Aarhus Universitets segl

PhD Defence Asnath Paula Kambunga: Decolonising Design: Futures Memory-Making with Namibian Born Frees

Oplysninger om arrangementet

Tidspunkt

Torsdag 15. september 2022,  kl. 13:00 - 16:00

Sted

Åbogade 15, building 5510-104 (Lille Auditorium)

Assessment committee:

  • Associate Professor Liesbeth Huybrechts, University of Hasselt, Belgium
  • Associate Professor Izak van Zyl, Cape Peninsula University of Technology, South Africa
  • Professor Ole Sejer Iversen, Aarhus University (chair) 

Main supervisor:

  • Associate Professor Rachel Charlotte Smith, School of Communication and Culture, Aarhus University

Co-supervisors:

Professor Ton Otto, School of Culture and Society, Aarhus University

Professor Heike Winschiers-Theophilus, Namibia University of Science and Technology, Namibia

The defence will be conducted by Associate Professor Iben Have

The defence is public, and everybody is welcome. The defence, scheduled for a maximum of three hours, will be held in English.

The dissertation will be available to borrow for reading before the defence in a digital version. Please contact Asnath Kambunga by email akasnath@gmail.com in this respect before 14 September 2022 at 12:00 CET.

 

Abstract

This thesis responds to urgent calls to decolonising design, that is, dismantling the Western foundation of design in order to promote pluriversality and situated approaches to designing futures. The thesis contributes and proposes three approaches to address contemporary challenges and the scarcity of practical examples of decolonising design: (1) extending temporalities in design by exploring different pasts in the process of designing plural futures, (2) co-designing digital technologies to amplify marginal voices, and (3) creating and developing a safe space as a decolonial design practice.

The approaches to decolonising design are based on a research project with ten young Namibians ‘born frees’, born after Namibia’s formal Independence Day on 21 March 1990. In Namibia, the effects of the German colonial era and South Africa’s apartheid laws are omnipresent and continue to shape people’s everyday realities and futures. The born frees find themselves entangled within these cultural and political tensions and experience that their voices are being excluded in the ongoing debates about colonial pasts and futures-making. The thesis argues that focusing on the young people’s everyday experiences and emergent cultural and social realities, involving them in collaborative designing of public interventions to address contested pasts, presents, and futures offers new knowledge on how design could be different and simultaneously contributes to potential cultural transformations.

The approaches to decolonising design developed through this research build on the growing body of knowledge from participatory design and design anthropology, decolonising design and memory practices.

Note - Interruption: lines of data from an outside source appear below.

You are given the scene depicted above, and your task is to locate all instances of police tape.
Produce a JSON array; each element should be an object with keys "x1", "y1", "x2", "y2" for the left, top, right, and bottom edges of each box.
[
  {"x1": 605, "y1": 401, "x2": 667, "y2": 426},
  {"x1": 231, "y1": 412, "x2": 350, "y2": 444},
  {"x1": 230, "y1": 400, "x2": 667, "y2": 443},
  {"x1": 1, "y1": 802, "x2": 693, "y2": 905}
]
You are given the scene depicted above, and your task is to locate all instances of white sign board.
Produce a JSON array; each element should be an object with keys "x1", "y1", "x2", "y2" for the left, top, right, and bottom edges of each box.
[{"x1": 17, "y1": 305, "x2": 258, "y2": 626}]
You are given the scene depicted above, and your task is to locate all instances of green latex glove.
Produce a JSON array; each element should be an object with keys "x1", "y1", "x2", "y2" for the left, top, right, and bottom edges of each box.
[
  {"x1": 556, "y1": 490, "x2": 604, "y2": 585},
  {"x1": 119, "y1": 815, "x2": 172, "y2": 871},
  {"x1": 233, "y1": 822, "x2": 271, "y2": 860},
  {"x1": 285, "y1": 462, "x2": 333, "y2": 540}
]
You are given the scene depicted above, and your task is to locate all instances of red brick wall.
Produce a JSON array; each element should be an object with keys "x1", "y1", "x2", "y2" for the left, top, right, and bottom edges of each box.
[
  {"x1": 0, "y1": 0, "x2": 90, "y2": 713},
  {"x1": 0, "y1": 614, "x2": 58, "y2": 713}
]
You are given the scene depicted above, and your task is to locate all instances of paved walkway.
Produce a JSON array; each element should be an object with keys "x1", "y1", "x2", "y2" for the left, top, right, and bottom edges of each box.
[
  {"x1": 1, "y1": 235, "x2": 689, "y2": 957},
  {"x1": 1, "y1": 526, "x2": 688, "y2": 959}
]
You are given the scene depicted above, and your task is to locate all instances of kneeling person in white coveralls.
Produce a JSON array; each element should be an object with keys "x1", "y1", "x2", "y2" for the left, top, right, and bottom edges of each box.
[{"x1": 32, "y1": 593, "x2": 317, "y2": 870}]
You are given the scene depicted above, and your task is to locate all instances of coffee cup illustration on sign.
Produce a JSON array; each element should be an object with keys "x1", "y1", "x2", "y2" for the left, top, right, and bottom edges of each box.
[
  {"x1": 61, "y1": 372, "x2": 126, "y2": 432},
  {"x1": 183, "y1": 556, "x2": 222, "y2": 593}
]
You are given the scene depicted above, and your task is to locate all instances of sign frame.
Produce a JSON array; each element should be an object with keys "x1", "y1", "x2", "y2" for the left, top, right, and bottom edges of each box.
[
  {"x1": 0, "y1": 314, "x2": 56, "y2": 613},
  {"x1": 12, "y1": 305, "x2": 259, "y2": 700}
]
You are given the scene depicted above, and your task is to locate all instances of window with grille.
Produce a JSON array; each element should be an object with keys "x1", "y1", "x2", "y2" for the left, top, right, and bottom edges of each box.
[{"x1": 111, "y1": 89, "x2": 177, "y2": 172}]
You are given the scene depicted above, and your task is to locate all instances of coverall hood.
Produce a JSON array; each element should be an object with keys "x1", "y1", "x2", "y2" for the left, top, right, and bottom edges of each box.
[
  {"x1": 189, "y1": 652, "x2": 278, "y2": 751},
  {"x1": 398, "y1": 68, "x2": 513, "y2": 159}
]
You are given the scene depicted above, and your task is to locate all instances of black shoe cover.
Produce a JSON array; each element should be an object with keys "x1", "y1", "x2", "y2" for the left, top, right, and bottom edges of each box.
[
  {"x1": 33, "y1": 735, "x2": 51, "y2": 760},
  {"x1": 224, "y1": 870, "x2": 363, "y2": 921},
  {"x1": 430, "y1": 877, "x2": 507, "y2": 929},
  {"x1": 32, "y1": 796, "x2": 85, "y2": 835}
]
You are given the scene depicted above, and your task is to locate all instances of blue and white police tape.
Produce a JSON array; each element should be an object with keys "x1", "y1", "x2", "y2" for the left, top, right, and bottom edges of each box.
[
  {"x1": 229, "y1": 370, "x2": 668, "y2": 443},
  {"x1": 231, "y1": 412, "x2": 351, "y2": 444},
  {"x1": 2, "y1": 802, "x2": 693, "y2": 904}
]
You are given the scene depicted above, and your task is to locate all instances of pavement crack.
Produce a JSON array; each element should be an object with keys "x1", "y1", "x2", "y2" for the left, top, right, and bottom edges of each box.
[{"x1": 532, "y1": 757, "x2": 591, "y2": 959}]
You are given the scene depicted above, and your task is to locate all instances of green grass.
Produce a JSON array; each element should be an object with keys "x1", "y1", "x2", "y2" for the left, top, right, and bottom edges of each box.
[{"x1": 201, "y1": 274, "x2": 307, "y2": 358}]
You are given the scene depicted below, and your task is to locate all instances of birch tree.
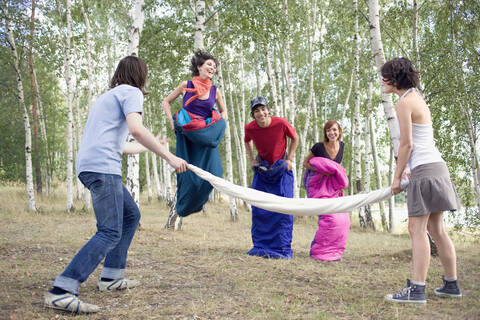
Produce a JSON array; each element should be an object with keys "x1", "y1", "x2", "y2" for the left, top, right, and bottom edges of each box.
[
  {"x1": 79, "y1": 0, "x2": 92, "y2": 210},
  {"x1": 194, "y1": 0, "x2": 205, "y2": 50},
  {"x1": 264, "y1": 47, "x2": 279, "y2": 116},
  {"x1": 3, "y1": 3, "x2": 37, "y2": 212},
  {"x1": 362, "y1": 82, "x2": 375, "y2": 229},
  {"x1": 126, "y1": 0, "x2": 145, "y2": 206},
  {"x1": 64, "y1": 0, "x2": 75, "y2": 212},
  {"x1": 28, "y1": 0, "x2": 42, "y2": 194},
  {"x1": 282, "y1": 0, "x2": 298, "y2": 197},
  {"x1": 213, "y1": 0, "x2": 238, "y2": 221},
  {"x1": 353, "y1": 0, "x2": 366, "y2": 227},
  {"x1": 296, "y1": 0, "x2": 317, "y2": 189},
  {"x1": 367, "y1": 0, "x2": 400, "y2": 155},
  {"x1": 448, "y1": 5, "x2": 480, "y2": 212}
]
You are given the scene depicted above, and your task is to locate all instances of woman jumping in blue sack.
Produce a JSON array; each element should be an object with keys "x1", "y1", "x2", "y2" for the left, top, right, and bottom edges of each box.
[{"x1": 162, "y1": 50, "x2": 227, "y2": 218}]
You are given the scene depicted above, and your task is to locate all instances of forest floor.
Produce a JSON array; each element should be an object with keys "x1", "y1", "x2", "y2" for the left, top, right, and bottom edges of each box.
[{"x1": 0, "y1": 184, "x2": 479, "y2": 320}]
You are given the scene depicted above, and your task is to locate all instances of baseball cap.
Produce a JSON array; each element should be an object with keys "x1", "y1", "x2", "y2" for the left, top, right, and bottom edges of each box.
[{"x1": 250, "y1": 96, "x2": 268, "y2": 109}]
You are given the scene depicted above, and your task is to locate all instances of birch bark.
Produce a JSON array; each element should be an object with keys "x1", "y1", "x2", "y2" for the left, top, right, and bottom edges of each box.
[
  {"x1": 264, "y1": 47, "x2": 279, "y2": 115},
  {"x1": 226, "y1": 67, "x2": 242, "y2": 175},
  {"x1": 126, "y1": 0, "x2": 145, "y2": 206},
  {"x1": 449, "y1": 6, "x2": 480, "y2": 212},
  {"x1": 28, "y1": 0, "x2": 42, "y2": 194},
  {"x1": 213, "y1": 0, "x2": 238, "y2": 220},
  {"x1": 238, "y1": 52, "x2": 248, "y2": 194},
  {"x1": 353, "y1": 0, "x2": 366, "y2": 227},
  {"x1": 194, "y1": 0, "x2": 205, "y2": 50},
  {"x1": 161, "y1": 119, "x2": 172, "y2": 204},
  {"x1": 80, "y1": 0, "x2": 92, "y2": 209},
  {"x1": 151, "y1": 152, "x2": 162, "y2": 201},
  {"x1": 4, "y1": 4, "x2": 37, "y2": 212},
  {"x1": 369, "y1": 102, "x2": 388, "y2": 230},
  {"x1": 65, "y1": 0, "x2": 74, "y2": 212},
  {"x1": 283, "y1": 0, "x2": 298, "y2": 197},
  {"x1": 362, "y1": 82, "x2": 375, "y2": 230},
  {"x1": 296, "y1": 0, "x2": 317, "y2": 189},
  {"x1": 388, "y1": 145, "x2": 395, "y2": 233},
  {"x1": 273, "y1": 48, "x2": 285, "y2": 118},
  {"x1": 367, "y1": 0, "x2": 400, "y2": 155},
  {"x1": 340, "y1": 71, "x2": 354, "y2": 121}
]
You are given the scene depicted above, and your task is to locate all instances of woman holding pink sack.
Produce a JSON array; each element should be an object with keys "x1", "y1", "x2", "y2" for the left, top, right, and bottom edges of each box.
[{"x1": 303, "y1": 120, "x2": 350, "y2": 261}]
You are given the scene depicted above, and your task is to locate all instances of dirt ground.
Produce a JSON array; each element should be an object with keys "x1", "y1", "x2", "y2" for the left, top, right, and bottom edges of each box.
[{"x1": 0, "y1": 187, "x2": 479, "y2": 319}]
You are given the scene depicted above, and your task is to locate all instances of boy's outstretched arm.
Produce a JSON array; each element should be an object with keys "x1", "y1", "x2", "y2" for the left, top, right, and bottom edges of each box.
[{"x1": 125, "y1": 112, "x2": 188, "y2": 173}]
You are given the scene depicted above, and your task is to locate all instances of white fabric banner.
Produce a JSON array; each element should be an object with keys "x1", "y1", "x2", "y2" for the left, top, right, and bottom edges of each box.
[{"x1": 188, "y1": 164, "x2": 406, "y2": 216}]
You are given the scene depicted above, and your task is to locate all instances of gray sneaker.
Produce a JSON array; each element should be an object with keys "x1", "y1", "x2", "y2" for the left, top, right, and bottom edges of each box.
[
  {"x1": 385, "y1": 279, "x2": 427, "y2": 304},
  {"x1": 97, "y1": 278, "x2": 140, "y2": 292},
  {"x1": 44, "y1": 292, "x2": 100, "y2": 313},
  {"x1": 434, "y1": 277, "x2": 462, "y2": 298}
]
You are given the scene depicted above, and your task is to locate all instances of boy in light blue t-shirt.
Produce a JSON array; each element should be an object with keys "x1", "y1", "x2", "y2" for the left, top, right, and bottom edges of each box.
[{"x1": 44, "y1": 56, "x2": 188, "y2": 314}]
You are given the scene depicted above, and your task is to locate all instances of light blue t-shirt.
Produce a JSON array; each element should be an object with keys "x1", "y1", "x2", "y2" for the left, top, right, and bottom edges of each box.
[{"x1": 76, "y1": 84, "x2": 143, "y2": 176}]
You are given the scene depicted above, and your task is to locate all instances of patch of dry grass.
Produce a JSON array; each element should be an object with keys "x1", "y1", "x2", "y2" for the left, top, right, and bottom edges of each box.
[{"x1": 0, "y1": 185, "x2": 479, "y2": 319}]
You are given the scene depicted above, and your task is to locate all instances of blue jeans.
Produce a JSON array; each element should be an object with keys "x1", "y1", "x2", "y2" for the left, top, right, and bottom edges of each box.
[{"x1": 53, "y1": 172, "x2": 140, "y2": 295}]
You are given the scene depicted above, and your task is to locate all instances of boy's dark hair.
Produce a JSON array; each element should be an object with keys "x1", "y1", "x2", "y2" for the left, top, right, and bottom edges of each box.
[
  {"x1": 381, "y1": 57, "x2": 419, "y2": 90},
  {"x1": 110, "y1": 55, "x2": 148, "y2": 95},
  {"x1": 190, "y1": 50, "x2": 219, "y2": 76}
]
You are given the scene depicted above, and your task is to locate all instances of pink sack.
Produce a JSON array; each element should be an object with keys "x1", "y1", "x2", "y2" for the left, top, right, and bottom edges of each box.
[{"x1": 304, "y1": 157, "x2": 350, "y2": 261}]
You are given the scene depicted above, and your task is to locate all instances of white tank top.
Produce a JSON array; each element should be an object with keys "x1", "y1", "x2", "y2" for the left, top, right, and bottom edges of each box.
[{"x1": 397, "y1": 88, "x2": 444, "y2": 169}]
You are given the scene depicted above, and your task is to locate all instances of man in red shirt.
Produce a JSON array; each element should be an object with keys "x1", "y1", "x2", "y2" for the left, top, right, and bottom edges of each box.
[
  {"x1": 245, "y1": 97, "x2": 298, "y2": 169},
  {"x1": 244, "y1": 97, "x2": 299, "y2": 259}
]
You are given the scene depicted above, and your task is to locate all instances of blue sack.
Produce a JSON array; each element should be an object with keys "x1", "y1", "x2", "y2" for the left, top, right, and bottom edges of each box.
[{"x1": 247, "y1": 159, "x2": 294, "y2": 259}]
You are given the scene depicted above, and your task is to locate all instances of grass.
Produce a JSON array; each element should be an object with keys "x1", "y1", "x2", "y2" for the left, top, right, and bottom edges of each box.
[{"x1": 0, "y1": 184, "x2": 479, "y2": 319}]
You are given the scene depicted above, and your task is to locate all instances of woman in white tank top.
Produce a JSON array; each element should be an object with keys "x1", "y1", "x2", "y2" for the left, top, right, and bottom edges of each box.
[{"x1": 381, "y1": 58, "x2": 461, "y2": 304}]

Additionally, the thesis is informed by decoloniality and ontological design theories. Together, this body of knowledge provides the foundations for understanding the consequences of designing at the margins and for generating pluriversal futures in contested contexts. The thesis further opens up different design trajectories through the safe space on how such environments can be developed and possibly sustained beyond the research project, which in turn offers opportunities for future work.